What's it all about, this education thing?

I sometimes wonder why I am so passionate about education? There must be better things to wonder about or do ? Wouldn't it just be easier to leave it over to the schools? Aren't they dedicated to ensuring all students leave with the joy of learning alive?

Or is it, as Mark Twain said, with considerable insight , 'I never let schooling interfere with my education?'

Are schools the best they can be, or do they need to be 're - imagined' for the twenty-first century? I can think of nothing more worthwhile than to develop schools as places where all students have their passions, interests, dreams and talents enriched. But is this currently the case?

Young people it seems are born with an in-built desire to learn.

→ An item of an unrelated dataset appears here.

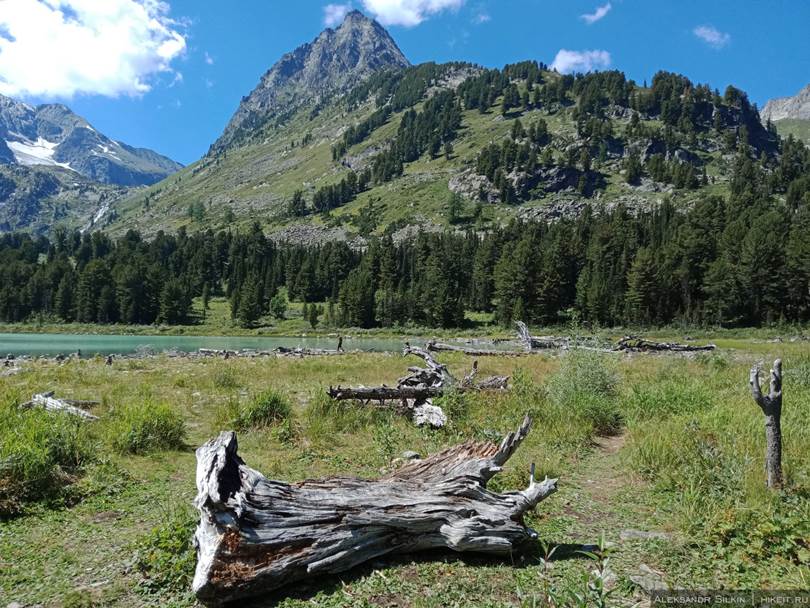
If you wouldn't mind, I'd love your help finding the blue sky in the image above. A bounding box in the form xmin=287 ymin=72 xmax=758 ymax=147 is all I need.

As some one once said, 'the drive to learn is as strong as the sex drive but it lasts longer', or ought to.

Why is it that so many students lose interest in learning - or is it just that they lose interest in what the school is teaching? Why is it that students who 'fail' at school often become our most innovative citizens? Which students actually do well at school and why? Were schools designed to help all the students who now attend? And why is it that many school successes achieve little after they leave school?

What are the attributes for a successful life - particularly for students entering a changing, exciting and un-predictable world?

What has really changed in our schools - particularly in secondary schools? Are we educating students for our past or their future? Why are people, who want the latest in everything, happy with traditional schools? Has anybody provided real alternatives?

Perhaps it is time to have a conversation about the role of schools in the Twenty -first Century? Most school missions include a statement about realizing the full potential of all students but is this really true?

Up until now reformers have just been fiddling with how to improve our secondary schools. How can we, after we ensure foundation skills are in place, help all students get develop their particular mix of talents. How do students learn? How do we learn? How can we create the conditions for all students to learn?

What is the purpose of schools in this 'brave new world'?

These are the questions that appeal to me. How can we design schools so that all students grow up to have productive lives? It seems too important just to leave to schools - they seem so busy just coping with all the imposed demands. Maybe they are just too busy to change things. As Bob Dylan wrote ( or sang) about schools, 'Some people are the prisoners and some people are the guards!' It must feel like that some times for teachers and students?

Its hard not to want to re-imagine schools? So in the meantime I guess I'll keep on going! Learning is fun!

What do you think?

Can schools be transformed into true learning communities?